インターネット上で記事を読む際、本文の前に簡単に本文の内容を紹介した文章が記載されているケースをよく目にします。
これは「リード文」と呼ばれる文章で、まさに今目にしているこの文章も「リード文」です。
インターネット上に公開される記事のライティング作業を行う方であればリード文を書く機会は多々ありますが、特にライティング初心者の方はそもそも記事においてどのような役割を担っているのか、どのように書いていけばよいのか迷ってしまうこともあるのではないでしょうか。

今回は、特にライティング初心者の方に向けてインターネット記事における「リード文」の主な役割や書き方のポイントやオススメの手順など最低限押さえておきたい3点についてご紹介します。
どれもまずはこれだけは押さえておきたいという重要なポイントばかりですので、記事本文を書くことには慣れたけれどリード文にどのような要素を含めればよいのか分からない、書き進め方に迷っているという方は、ぜひ参考にしてみてはいかがでしょうか。

1.リード文の主な役割3つ

1.読者に記事の方向性を示す

リード文を示すことで、読者の記事の方向性を示すことができます。
これは読者自身が記事の本文を読んで、満足度が極端に下がってしまうことを防ぐことにもつながります。
例えば、ライティング上級者の方が初心者向けの記事を読んだ場合「この内容は当たり前に知っているから記事を読んでも満足しなかった」と感じることが考えられます。
しかしリード文で「初心者向けの内容である」ことを明示しておけば、本文を読んでも満足度が下がる心配がありません。

2.読者の興味・共感を得る

リード文では読み手と書き手の距離を縮め、あたかも自分に向かって語り掛けているかのように思わせる役割もあります。
例えばリード文で「◯◯で悩んでいませんか。
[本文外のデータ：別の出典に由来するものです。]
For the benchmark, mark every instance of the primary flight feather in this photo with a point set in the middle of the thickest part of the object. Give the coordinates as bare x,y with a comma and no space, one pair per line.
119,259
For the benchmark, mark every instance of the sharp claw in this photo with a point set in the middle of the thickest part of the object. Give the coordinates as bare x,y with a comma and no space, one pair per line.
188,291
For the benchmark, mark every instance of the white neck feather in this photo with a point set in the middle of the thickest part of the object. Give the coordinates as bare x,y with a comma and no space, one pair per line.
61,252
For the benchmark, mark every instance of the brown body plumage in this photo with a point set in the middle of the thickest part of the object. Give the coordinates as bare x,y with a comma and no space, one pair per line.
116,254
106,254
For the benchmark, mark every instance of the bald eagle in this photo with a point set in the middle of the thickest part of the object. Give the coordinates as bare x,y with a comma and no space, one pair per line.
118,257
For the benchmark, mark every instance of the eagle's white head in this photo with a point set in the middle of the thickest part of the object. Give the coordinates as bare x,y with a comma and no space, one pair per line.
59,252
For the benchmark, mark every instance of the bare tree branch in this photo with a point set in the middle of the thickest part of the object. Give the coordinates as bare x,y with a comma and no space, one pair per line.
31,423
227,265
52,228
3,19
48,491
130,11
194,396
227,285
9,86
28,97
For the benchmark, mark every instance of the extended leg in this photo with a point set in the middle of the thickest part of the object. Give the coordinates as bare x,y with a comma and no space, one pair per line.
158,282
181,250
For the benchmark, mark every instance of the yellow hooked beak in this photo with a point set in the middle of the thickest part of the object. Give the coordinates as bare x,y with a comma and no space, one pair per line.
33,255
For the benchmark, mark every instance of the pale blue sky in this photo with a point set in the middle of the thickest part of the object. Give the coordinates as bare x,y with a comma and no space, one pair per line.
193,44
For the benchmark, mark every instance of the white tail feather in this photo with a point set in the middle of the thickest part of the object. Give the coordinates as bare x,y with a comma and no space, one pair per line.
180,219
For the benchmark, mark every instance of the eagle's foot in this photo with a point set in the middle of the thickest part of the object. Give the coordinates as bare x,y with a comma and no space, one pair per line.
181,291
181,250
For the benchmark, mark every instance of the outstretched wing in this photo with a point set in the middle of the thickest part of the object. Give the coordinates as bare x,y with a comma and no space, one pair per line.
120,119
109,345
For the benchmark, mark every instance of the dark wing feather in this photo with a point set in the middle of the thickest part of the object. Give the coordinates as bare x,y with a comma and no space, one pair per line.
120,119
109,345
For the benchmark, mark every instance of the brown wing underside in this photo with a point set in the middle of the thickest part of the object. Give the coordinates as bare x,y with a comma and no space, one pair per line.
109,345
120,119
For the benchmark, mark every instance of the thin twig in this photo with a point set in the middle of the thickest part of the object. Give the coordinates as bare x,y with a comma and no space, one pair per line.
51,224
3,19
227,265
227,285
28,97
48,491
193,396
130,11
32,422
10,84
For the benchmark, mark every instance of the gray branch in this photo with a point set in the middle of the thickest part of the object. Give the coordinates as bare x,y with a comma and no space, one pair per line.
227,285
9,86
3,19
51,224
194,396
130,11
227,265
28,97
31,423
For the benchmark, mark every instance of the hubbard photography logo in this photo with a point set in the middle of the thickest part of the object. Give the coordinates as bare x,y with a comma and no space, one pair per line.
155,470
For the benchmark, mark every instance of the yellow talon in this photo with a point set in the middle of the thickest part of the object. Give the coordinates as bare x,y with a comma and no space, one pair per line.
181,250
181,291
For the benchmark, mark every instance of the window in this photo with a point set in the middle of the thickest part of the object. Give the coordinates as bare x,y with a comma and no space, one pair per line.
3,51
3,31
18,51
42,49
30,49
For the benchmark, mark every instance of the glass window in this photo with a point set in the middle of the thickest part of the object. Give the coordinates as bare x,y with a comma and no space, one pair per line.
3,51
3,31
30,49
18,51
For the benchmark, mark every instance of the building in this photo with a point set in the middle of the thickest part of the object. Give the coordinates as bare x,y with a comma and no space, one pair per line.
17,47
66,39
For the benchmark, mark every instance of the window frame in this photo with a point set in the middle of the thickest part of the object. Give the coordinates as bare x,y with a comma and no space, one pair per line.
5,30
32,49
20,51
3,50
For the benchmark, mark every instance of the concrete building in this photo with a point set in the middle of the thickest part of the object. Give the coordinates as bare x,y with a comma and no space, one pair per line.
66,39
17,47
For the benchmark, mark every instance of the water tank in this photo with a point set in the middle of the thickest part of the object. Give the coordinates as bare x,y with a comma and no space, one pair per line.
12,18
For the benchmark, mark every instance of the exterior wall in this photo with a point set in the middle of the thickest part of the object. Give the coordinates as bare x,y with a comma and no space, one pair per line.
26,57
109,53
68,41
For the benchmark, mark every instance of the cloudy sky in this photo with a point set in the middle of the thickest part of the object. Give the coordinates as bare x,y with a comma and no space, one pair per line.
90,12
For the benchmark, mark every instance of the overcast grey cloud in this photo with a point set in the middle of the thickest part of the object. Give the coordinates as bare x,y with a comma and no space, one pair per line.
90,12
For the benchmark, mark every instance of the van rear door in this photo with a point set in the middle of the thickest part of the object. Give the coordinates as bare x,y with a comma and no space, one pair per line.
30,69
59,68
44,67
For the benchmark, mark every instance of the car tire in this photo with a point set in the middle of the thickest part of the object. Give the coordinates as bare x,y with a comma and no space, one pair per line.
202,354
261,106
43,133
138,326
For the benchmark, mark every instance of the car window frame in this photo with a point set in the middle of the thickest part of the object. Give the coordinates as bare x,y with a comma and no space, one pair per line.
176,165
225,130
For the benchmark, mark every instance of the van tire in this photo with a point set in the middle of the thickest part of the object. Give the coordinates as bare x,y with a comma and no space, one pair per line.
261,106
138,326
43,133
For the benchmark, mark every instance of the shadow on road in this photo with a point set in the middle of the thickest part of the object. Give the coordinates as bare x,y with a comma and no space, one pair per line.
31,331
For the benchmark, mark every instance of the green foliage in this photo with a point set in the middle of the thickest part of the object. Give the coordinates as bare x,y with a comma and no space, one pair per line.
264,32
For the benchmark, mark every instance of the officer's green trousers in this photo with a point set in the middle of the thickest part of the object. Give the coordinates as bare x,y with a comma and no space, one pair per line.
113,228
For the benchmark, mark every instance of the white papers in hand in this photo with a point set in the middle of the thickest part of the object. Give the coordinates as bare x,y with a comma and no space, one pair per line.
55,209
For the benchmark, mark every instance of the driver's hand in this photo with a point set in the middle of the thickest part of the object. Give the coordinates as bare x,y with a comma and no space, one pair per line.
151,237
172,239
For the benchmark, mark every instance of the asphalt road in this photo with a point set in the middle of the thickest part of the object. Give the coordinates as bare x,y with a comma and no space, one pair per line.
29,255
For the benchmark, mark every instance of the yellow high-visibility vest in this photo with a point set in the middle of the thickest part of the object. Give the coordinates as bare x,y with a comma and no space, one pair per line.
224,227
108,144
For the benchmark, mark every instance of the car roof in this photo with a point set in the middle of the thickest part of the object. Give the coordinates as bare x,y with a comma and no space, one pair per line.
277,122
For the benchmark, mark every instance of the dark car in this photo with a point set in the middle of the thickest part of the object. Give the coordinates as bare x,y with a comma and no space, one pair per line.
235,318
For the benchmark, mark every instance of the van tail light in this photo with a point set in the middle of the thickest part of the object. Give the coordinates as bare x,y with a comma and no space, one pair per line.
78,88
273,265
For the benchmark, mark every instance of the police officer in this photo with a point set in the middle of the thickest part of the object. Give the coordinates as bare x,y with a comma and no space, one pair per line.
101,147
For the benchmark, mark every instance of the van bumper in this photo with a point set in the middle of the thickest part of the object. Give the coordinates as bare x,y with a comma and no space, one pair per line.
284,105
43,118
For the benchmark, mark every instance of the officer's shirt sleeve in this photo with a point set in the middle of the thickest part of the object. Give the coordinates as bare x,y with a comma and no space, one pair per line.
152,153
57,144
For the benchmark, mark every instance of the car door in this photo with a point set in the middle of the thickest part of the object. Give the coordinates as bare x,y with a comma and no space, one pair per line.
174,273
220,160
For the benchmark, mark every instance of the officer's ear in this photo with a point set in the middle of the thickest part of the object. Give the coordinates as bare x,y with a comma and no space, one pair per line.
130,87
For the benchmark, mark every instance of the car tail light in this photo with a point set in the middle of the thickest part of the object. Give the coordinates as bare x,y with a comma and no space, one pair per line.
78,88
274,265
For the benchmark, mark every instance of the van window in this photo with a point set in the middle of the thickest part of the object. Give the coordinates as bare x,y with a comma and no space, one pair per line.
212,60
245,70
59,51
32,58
」と読者に問題提起をすれば、悩みを抱える読者から興味や共感を得ることができます。
そのまま「そのトラブルを回避するための3つの方法を紹介します。」と具体的な解決方法が本文に記載されていることを提示すれば、読了してもらいやすくなります。

3.読者からの信頼を得る

記事や媒体などにもよりますが、リード文で「こんにちは、〇〇担当の△△です。」と名乗る場合もあります。
近年、キュレーションメディアなどの台頭で誰でも記事を書くことができるようになりました。
しかしその一方で、記事の信頼性などの問題も浮上しています。
リード文で記事を書いた人物が役職や業種などと同時に名乗り出ることで、読者に安心感を与えることができるほか、役職や職種などの観点から見た記事なのだと読者にイメージさせることができます。

2.リード文を書く際のポイント4つ

1.本文でなにを知ることができるのかを提示する

先にご紹介したように、リード文には記事を目にした読者が本文中でどのような内容を知ることができるのかを提示して読了まで導く役割があります。
そのため、実際に執筆をする際は記事を目にした読者がどのような情報を求めてページを開いたのかを必ず念頭に置いておく必要があります。

2.できる限り短くまとめる

現在、インターネット上には数え切れないほどの記事が公開されてるため、読者が1記事あたりにかけられる時間はあまり多くはありません。
これは、リード文で「何を言いたいのかわからない」という印象を与えてしまうと読者が本文を読了する前に離脱してしまう可能性が高まることを意味します。
リード文は要点を抑えつつ、だらだらとした文章にならないように簡潔にまとめることを意識してください。

3.根拠のないことを書かない

リード文に限りませんが、根拠のない内容をあたかも「事実」として紹介することは読者の期待を裏切り、満足度を下げることにつながります。
言い切り型の文章は内容に説得力を与えますが、裏取りができているのかを確認してください。

4.意外な事実を示す

読者がまだ知らない可能性のある、またはぼんやりとしか知らない可能性のある事実を提示し、その事実を基にした本文へと導いていく手法です。
リード文で従来「定説」とされていたことをひっくり返して意外性のある要素を提示し、本文中で詳しく言及することで読了まで導くことができます。